Baloney. It's hard to keep unpaid volunteers interested in putting up with the incredibly stupid politics that permeate Wikipedia...
If you want news from today, you have to come back tomorrow.
Last time I went to edit some Wikipedia articles, putting in actual content, the pages got reverted with little to no explanation why. A few months later, mysteriously, the identical content, word for word, I added (which was yanked) was present, put there by another editor.
Back in 2007, when the project was really last active, Wikipedia was a much different place. One user who occasionally edited "stub" articles -- those with little to no content, often the first on the chopping block for deletion because of their lack of "relevance"
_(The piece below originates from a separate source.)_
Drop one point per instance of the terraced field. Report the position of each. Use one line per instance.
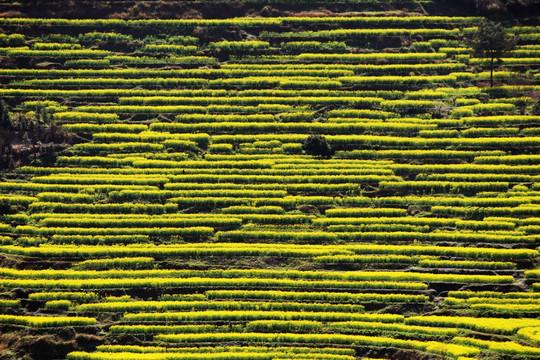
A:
(167, 208)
There are still users (like Cahk) that suggest articles for deletion (within one hour) if they don't have enough content, even if there are many other articles already pointing to the article.
This kind of bullshit will never end.
Anons need not reply. Questions end with a question mark.
Wikipedia is held hostage by abusive admins like Closedmouth and Bsadowski1. Also there are the twinkle using minions like Sro23 and Chrissymad who revert editors.
This is exactly the kind of thing that drove me away from adding and editing pages. Not these guys specifically, but people just like them. They're basically griefers who orbit Wikipedia day and night looking for the opportunity to fuck with people, wreck their work, or just act like authoritarian assholes.
After a few utterly pointless go-arounds with them and their power-mad dick-waving, I just gave up. Life is too short to waste screwing around with people like them.
Just cruising through this digital world at 33 1/3 rpm...
I think you've got the wrong problem. ISTM that the problem (which *may* have been fixed) is that people who know the subject matter keep getting their edits reverted by those who don't have a clue, but who have an investment in making a lot of edits. I've heard many complain that they were never going to bother editing a Wikipedia page again, because it was like writing on the wind. Nothing they wrote would be preserved, so why bother.
Unfortunately Wikipedia now has such a bad reputation that there are many experts who will not only never contribute to them again, they will, if asked, strongly recommend against anyone else so wasting their time.
I think we've pushed this "anyone can grow up to be president" thing too far.